Bemused but curious, Silverman tracked down the mysterious name to a club in the Bronx.
“It was this crazy mélange of music: James Brown, Sly & the Family Stone, George Clinton—all this funk mixed with rock and disco and other things. But they were only playing four or eight bars and looping them.” Coming in as a reporter, Silverman was equally fascinated by the background story of Afrika Bambaataa, a reformed Black Spades gang member who began Zulu Nation, a community culture movement aiming to pacify and uplift New York’s ghettos. “There was still a lot of segregation back then and kids were getting killed. But break-dancing, graffiti, rapping, deejaying,” noted Silverman, “these were forms of expression available to people without any money.” Wanting to get Afrika Bambaataa’s electrifying performances on record, Silverman borrowed $5,000 from his parents and set up Tommy Boy in 1981. “I looked at Sugar Hill Records and realized you didn’t need to be a major label. You didn’t even need to be smart!”

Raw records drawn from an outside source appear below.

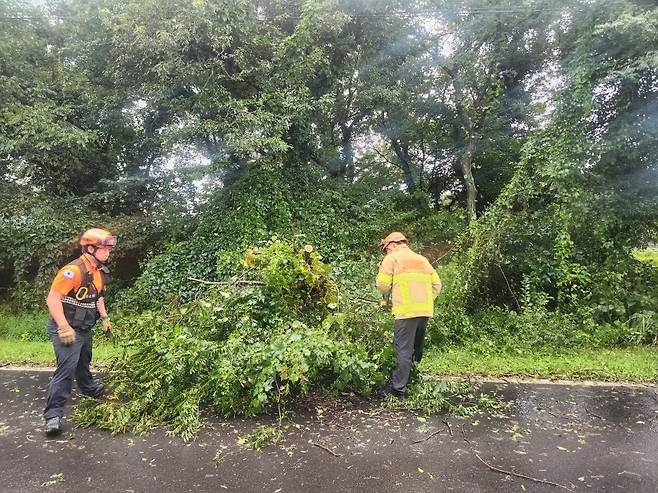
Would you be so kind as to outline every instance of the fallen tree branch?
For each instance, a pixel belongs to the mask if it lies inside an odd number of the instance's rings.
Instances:
[[[479,459],[480,462],[482,462],[485,466],[487,466],[489,469],[492,471],[496,471],[502,474],[507,474],[508,476],[516,476],[517,478],[523,478],[523,479],[529,479],[530,481],[535,481],[536,483],[543,483],[543,484],[550,484],[551,486],[557,486],[558,488],[565,489],[567,491],[574,491],[571,488],[568,488],[567,486],[564,486],[559,483],[554,483],[553,481],[546,481],[544,479],[537,479],[533,478],[532,476],[526,476],[525,474],[519,474],[513,471],[505,471],[504,469],[499,469],[498,467],[492,466],[491,464],[487,464],[487,462],[482,459],[476,452],[473,452],[475,454],[475,457]]]
[[[453,436],[452,428],[450,427],[450,423],[448,423],[446,420],[442,420],[441,422],[448,427],[448,433],[450,433],[450,436]]]
[[[412,443],[415,444],[415,443],[426,442],[427,440],[429,440],[430,438],[432,438],[432,437],[435,436],[435,435],[438,435],[439,433],[441,433],[441,430],[437,430],[437,431],[435,431],[434,433],[432,433],[432,434],[426,436],[425,438],[421,438],[420,440],[416,440],[415,442],[412,442]]]
[[[245,279],[238,279],[237,281],[206,281],[205,279],[197,279],[196,277],[188,277],[189,281],[196,281],[202,284],[210,284],[212,286],[231,286],[235,284],[251,284],[256,286],[263,286],[265,283],[262,281],[249,281]]]
[[[587,414],[589,414],[590,416],[594,416],[595,418],[605,419],[603,416],[599,416],[598,414],[594,414],[592,411],[590,411],[589,409],[587,409],[587,406],[585,406],[585,412],[586,412]]]
[[[461,432],[462,432],[462,436],[464,437],[464,441],[466,443],[468,443],[468,445],[471,447],[471,452],[473,452],[473,454],[475,454],[475,457],[477,457],[480,462],[482,462],[485,466],[487,466],[492,471],[496,471],[496,472],[499,472],[501,474],[507,474],[508,476],[516,476],[517,478],[529,479],[530,481],[535,481],[537,483],[550,484],[551,486],[557,486],[558,488],[563,488],[567,491],[574,491],[573,489],[571,489],[567,486],[564,486],[562,484],[559,484],[559,483],[554,483],[552,481],[546,481],[544,479],[533,478],[532,476],[526,476],[525,474],[519,474],[519,473],[516,473],[516,472],[513,472],[513,471],[506,471],[504,469],[500,469],[498,467],[492,466],[491,464],[488,464],[487,462],[484,461],[484,459],[482,459],[482,457],[480,457],[478,455],[478,453],[475,450],[473,450],[473,445],[471,444],[469,439],[466,438],[466,433],[464,432],[464,427],[463,426],[461,427]]]
[[[322,450],[326,450],[327,452],[329,452],[329,453],[330,453],[331,455],[333,455],[334,457],[342,457],[342,456],[343,456],[343,454],[337,454],[336,452],[334,452],[334,451],[331,450],[330,448],[327,448],[327,447],[325,447],[324,445],[320,445],[319,443],[311,442],[311,445],[315,445],[316,447],[319,447],[319,448],[321,448]]]

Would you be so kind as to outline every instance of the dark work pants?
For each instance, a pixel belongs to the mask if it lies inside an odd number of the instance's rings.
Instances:
[[[397,367],[391,375],[391,389],[404,393],[409,380],[412,360],[420,363],[423,358],[423,345],[428,317],[405,318],[395,321],[393,347]]]
[[[62,417],[64,406],[71,395],[73,378],[75,377],[78,388],[83,394],[93,394],[98,390],[98,384],[94,381],[89,371],[91,362],[92,330],[75,330],[75,342],[65,346],[57,335],[57,324],[50,318],[48,320],[48,335],[55,349],[57,357],[57,369],[48,385],[48,400],[43,411],[45,419]]]

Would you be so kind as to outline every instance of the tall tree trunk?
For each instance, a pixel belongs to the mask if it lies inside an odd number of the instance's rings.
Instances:
[[[475,154],[475,146],[478,141],[478,135],[476,132],[477,125],[473,123],[471,117],[468,115],[466,107],[464,106],[464,92],[457,70],[446,66],[444,66],[443,69],[448,73],[452,80],[452,87],[455,89],[455,105],[457,107],[457,113],[459,114],[462,126],[464,127],[464,134],[466,135],[466,146],[464,147],[462,155],[459,157],[459,165],[464,178],[464,185],[466,186],[466,213],[468,214],[468,221],[471,222],[477,219],[477,211],[475,209],[477,188],[475,186],[475,179],[473,178],[473,155]]]
[[[348,183],[354,181],[354,148],[352,147],[352,125],[340,126],[340,171],[339,175],[344,176]]]
[[[464,177],[464,184],[466,185],[466,213],[468,214],[469,222],[477,219],[475,200],[478,191],[475,186],[475,179],[473,178],[473,154],[475,153],[475,144],[475,137],[469,136],[466,142],[466,148],[459,158],[459,164]]]
[[[391,139],[391,145],[393,146],[395,155],[400,160],[400,168],[404,173],[404,182],[407,185],[407,191],[409,193],[414,193],[418,187],[416,186],[416,180],[413,174],[413,163],[411,156],[409,156],[409,151],[396,139]]]

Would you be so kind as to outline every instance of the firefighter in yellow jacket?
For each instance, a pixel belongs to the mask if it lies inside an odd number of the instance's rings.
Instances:
[[[429,261],[409,248],[398,232],[380,242],[386,254],[379,266],[377,289],[390,298],[395,317],[393,347],[397,366],[391,375],[390,393],[404,397],[412,360],[420,363],[427,322],[434,314],[434,299],[441,292],[441,279]]]

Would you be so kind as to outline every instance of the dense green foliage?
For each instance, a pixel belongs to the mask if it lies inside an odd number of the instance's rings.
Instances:
[[[367,391],[383,380],[386,326],[349,309],[315,252],[275,241],[244,264],[243,277],[199,300],[124,321],[128,351],[112,368],[120,400],[83,405],[78,422],[114,432],[164,422],[191,436],[200,406],[251,415],[314,387]]]
[[[279,392],[369,388],[388,319],[345,300],[376,299],[391,230],[444,280],[435,344],[658,341],[658,269],[636,253],[658,239],[654,2],[12,0],[0,14],[2,297],[40,304],[80,229],[120,237],[109,304],[140,356],[119,363],[127,400],[87,419],[189,431],[198,404],[248,414]],[[296,270],[305,243],[331,276]],[[267,261],[240,277],[245,252]]]

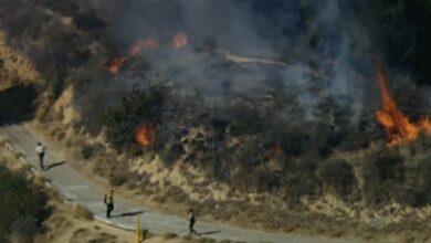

Meanwhile, in downtown Manhattan, a new dance scene was rapidly evolving from where disco and punk had started. One eyewitness was Craig Kallman, who became the CEO of Atlantic Records in 2005. Kallman was a teenager at the time, sniffing around New York’s record stores, determined to get a deejay residency. “When the disco era died, it all moved downtown,” he explained. “It had been uptown with Studio 54, Xenon, and Copacabana, which were driven by the jet-set, celebrity crowd. But because living in New York City was more affordable back then, you had all these pockets on the Lower East and West Sides.” Multicultural, sociologically diverse, and distinctly seedy at the edges, these new hot spots were “black, white, Hispanic, gay, straight, transvestite. There were musicians, poets, painters, drug dealers, actors, journalists, you name it.”
In addition to clubs like the punky Hurrah on West Sixty-second and the Loft-inspired Paradise Garage downtown, there was a new superclub on West Thirty-seventh Street capturing the very essence of the moment. Opened in 1979 by an adventurous German impresario named Rudolf Pieper, “Danceteria was the ultimate melting pot,” according to Kallman. Mixing European artiness with New York multiculturalism, “it had different deejays and musical themes on four distinct floors. I became a resident deejay on Friday and Saturday, trading nights with my compatriot, the legendary Mark Kamins.”